I mean: For an async request, MDS should process it immediately. This
is important for preserving request ordering.

>
> > I don't see the harm in making the client wait until it gets a create
> > reply before sending a cap message. If we want to revert fbed7045f552
> > instead, we can do that, but it'll cause a regression until the MDS is
> > fixed [1]. Regardless, we need to either take this patch or revert that
> > one.
> >
> > I move that we take this patch for now to address the softlockups. Once
> > the MDS is fixed we could revert this and fbed7045f552 without causing a
> > regression.
> >
> > [1]: https://tracker.ceph.com/issues/54107
> >
> >
> > On Thu, 2022-06-09 at 10:15 +0800, Yan, Zheng wrote:
> > > The recent series of patches that add "wait on async xxxx" at various
> > > places do not seem correct. The correct fix should make mds avoid any
> > > wait when handling async requests.
> > >
> > >
> > > On Wed, Jun 8, 2022 at 12:56 PM Jeff Layton <jlayton@kernel.org> wrote:
> > > >
> > > > Currently, we'll call ceph_check_caps, but if we're still waiting on the
> > > > reply, we'll end up spinning around on the same inode in
> > > > flush_dirty_session_caps. Wait for the async create reply before
> > > > flushing caps.
> > > >
> > > > Fixes: fbed7045f552 (ceph: wait for async create reply before sending any cap messages)
> > > > URL: https://tracker.ceph.com/issues/55823
> > > > Signed-off-by: Jeff Layton <jlayton@kernel.org>
> > > > ---
> > > >  fs/ceph/caps.c | 1 +
> > > >  1 file changed, 1 insertion(+)
> > > >
> > > > I don't know if this will fix the tx queue stalls completely, but I
> > > > haven't seen one with this patch in place.
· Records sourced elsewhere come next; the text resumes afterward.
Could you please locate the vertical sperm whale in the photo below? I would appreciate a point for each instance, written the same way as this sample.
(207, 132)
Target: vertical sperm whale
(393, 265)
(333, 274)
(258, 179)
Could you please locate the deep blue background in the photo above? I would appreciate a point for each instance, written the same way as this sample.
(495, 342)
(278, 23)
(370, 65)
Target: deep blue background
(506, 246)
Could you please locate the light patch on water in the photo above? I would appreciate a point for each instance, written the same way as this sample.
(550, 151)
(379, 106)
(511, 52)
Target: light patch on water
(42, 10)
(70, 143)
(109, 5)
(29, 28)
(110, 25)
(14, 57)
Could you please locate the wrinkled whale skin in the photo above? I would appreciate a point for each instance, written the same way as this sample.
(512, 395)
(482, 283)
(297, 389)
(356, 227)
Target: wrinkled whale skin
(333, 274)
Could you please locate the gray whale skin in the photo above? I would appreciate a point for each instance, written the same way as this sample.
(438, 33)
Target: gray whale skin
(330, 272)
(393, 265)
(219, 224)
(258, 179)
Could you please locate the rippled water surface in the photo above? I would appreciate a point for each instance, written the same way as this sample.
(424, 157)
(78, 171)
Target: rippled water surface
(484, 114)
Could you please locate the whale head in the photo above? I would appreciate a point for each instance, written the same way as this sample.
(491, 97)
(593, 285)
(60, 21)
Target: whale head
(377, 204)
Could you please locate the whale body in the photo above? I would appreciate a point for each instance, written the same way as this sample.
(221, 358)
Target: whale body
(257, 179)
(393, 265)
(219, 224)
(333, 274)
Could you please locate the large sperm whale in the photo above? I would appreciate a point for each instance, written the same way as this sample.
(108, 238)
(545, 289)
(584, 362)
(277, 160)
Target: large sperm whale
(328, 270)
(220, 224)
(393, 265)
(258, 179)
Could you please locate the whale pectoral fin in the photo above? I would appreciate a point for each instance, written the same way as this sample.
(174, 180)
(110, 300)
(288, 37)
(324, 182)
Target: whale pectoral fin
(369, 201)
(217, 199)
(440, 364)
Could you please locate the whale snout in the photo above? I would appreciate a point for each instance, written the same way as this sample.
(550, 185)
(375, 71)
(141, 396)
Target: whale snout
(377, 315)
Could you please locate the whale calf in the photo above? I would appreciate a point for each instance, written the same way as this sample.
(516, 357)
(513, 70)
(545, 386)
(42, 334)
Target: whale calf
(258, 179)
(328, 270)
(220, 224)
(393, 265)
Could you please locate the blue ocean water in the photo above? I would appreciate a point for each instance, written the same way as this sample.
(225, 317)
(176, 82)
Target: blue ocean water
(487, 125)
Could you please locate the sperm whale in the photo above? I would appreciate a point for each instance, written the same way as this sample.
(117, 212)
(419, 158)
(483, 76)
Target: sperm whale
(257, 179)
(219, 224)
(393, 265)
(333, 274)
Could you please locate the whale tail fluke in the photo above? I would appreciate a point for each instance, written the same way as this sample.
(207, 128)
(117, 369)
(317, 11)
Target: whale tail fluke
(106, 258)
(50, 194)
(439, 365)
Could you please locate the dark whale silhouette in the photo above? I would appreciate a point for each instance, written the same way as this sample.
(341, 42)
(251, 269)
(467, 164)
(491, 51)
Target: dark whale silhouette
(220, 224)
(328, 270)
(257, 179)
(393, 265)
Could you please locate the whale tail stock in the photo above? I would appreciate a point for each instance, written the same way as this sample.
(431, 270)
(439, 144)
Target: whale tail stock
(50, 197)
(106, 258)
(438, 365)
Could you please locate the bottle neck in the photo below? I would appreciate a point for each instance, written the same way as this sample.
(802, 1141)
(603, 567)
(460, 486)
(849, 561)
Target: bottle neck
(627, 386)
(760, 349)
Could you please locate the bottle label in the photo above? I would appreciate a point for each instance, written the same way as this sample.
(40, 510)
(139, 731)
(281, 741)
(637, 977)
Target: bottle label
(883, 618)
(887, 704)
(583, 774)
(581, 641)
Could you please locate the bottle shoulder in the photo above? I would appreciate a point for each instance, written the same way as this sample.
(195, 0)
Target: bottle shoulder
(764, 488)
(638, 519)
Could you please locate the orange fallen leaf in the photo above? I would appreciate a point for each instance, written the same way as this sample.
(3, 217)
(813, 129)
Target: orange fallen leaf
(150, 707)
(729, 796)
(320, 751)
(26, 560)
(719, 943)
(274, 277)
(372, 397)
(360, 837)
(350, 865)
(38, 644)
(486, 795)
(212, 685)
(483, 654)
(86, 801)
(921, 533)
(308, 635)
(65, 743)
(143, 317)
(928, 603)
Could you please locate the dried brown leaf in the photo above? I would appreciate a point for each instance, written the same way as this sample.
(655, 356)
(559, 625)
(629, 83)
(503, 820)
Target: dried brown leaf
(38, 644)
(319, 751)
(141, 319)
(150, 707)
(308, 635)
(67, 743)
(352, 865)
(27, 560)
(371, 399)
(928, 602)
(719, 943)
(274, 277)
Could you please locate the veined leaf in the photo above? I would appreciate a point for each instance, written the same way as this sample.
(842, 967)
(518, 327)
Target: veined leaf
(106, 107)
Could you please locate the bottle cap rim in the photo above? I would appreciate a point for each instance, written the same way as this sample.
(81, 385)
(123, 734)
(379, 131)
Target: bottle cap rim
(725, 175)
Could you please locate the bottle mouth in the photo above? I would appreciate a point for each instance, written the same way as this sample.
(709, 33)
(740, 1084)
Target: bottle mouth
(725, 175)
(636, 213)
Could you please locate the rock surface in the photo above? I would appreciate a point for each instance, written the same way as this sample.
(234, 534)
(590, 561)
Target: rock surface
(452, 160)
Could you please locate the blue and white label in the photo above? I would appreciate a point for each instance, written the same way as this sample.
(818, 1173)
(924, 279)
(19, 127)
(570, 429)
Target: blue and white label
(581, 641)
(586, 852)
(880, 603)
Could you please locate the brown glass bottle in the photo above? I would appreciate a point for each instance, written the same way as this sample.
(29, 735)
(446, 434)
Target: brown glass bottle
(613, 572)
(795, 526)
I think it makes sense on its
> > > > own, either way.
> > > >
> > > > diff --git a/fs/ceph/caps.c b/fs/ceph/caps.c
> > > > index 0a48bf829671..5ecfff4b37c9 100644
> > > > --- a/fs/ceph/caps.c
> > > > +++ b/fs/ceph/caps.c
> > > > @@ -4389,6 +4389,7 @@ static void flush_dirty_session_caps(struct ceph_mds_session *s)
> > > >                 ihold(inode);
> > > >                 dout("flush_dirty_caps %llx.%llx\n", ceph_vinop(inode));
> > > >                 spin_unlock(&mdsc->cap_dirty_lock);
> > > > +               ceph_wait_on_async_create(inode);
> > > >                 ceph_check_caps(ci, CHECK_CAPS_FLUSH, NULL);
> > > >                 iput(inode);
> > > >                 spin_lock(&mdsc->cap_dirty_lock);
> > > > --
> > > > 2.36.1
> > > >
> >
> > --
> > Jeff Layton <jlayton@kernel.org>
diff mbox series

Patch

diff --git a/fs/ceph/caps.c b/fs/ceph/caps.c
index 0a48bf829671..5ecfff4b37c9 100644
--- a/fs/ceph/caps.c
+++ b/fs/ceph/caps.c
@@ -4389,6 +4389,7 @@  static void flush_dirty_session_caps(struct ceph_mds_session *s)
 		ihold(inode);
 		dout("flush_dirty_caps %llx.%llx\n", ceph_vinop(inode));
 		spin_unlock(&mdsc->cap_dirty_lock);
+		ceph_wait_on_async_create(inode);
 		ceph_check_caps(ci, CHECK_CAPS_FLUSH, NULL);
 		iput(inode);
 		spin_lock(&mdsc->cap_dirty_lock);